I've been having difficulty with permanence lately.
This doesn't have anything to do with the 1965 Peugeot 404 Diesel Record Car per se, but hang in here.
If you want to look at the list of current outright headline speed records acknowledged by the FIA, head here (.pdf link)—and you'll see that Peugeot is nowhere to be found. What's amazing to me (apart from how many records the Volkswagen W12 Nardò holds) is the more-than-a-century of speed and endurance attempts that have fallen to that small list of superlative machines.
I often think of the man-made objects that get left in the wake of a more successful product—or, in this case, car. In my own writing, most of it online, much of it will inevitably be trashed by the publications I once worked for to make room for a "better" website and "more exciting" content.

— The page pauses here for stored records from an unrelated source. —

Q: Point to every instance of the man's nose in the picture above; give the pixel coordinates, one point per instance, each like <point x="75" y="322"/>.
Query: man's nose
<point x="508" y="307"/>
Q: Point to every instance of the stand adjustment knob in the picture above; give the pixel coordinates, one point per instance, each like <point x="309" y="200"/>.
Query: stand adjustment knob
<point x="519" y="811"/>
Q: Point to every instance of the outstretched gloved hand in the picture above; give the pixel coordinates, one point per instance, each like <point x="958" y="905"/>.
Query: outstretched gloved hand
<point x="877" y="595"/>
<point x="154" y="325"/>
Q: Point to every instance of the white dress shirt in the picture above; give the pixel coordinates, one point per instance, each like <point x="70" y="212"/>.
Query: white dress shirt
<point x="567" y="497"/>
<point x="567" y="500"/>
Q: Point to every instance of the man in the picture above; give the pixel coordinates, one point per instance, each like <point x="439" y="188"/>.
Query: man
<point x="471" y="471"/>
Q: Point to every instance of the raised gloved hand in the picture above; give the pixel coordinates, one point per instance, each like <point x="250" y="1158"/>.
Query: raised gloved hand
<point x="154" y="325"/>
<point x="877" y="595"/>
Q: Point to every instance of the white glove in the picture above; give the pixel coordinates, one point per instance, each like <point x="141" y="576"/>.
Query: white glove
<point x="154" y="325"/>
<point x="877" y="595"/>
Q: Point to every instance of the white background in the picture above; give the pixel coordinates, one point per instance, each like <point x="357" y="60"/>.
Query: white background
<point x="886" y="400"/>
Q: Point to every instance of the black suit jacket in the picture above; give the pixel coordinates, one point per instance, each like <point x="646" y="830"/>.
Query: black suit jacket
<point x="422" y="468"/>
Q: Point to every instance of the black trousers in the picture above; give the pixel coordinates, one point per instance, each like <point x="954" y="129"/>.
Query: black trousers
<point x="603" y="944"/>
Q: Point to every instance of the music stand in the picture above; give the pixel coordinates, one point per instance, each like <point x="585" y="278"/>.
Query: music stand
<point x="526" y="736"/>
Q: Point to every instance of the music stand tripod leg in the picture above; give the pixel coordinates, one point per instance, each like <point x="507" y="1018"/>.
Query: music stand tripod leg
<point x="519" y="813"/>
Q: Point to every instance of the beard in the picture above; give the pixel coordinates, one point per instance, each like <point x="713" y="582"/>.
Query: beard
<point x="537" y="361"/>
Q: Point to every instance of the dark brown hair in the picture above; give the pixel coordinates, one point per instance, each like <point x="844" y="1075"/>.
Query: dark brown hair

For instance, following this search will take you to some of my earlier car reviews, and many are simply unreadable. I'm surprised they're still online at all, honestly. Benign neglect, right?
Peugeot's 404 Diesel Record Car still exists, which is nice, because when diesels were becoming a real 'thing' in the '60s, Peugeot made one of the best. For a publicity-generating record run, the company (either) simply sliced the roof off of a coupé or even more simply, started with a 404 convertible.
As you can imagine, the records it set could now probably be eclipsed by a Kia Rondo with the handbrake on, but in 1965, they were good enough to shine some positive publicity on the diesel models offered in the 404 range. (And, let's face it: monopostos look awesome.)
The first set of records were set using a 2,163-cc 4-cylinder engine, with a 5,000 km (3,100 mile) run at an average speed of 160 km/h (99 mph). The second set of headlines was generated by a 1,948-cc 4-cylinder version of the car that hit 11,000 km (6,835 miles) at an average speed of 161 km/h (100 mph). Sources say the car was awarded 40 more records, but presumably they weren't quite as exciting as the two mentioned above.
The other speed records that have been set over the years? Just imagine the work involved when scrolling through these… (All are .pdf links, sorry!)
…and remember that they're just the current record holders, to say nothing of the machines that came before them—like the 404 Diesel Record Car, which has since been erased from the record books.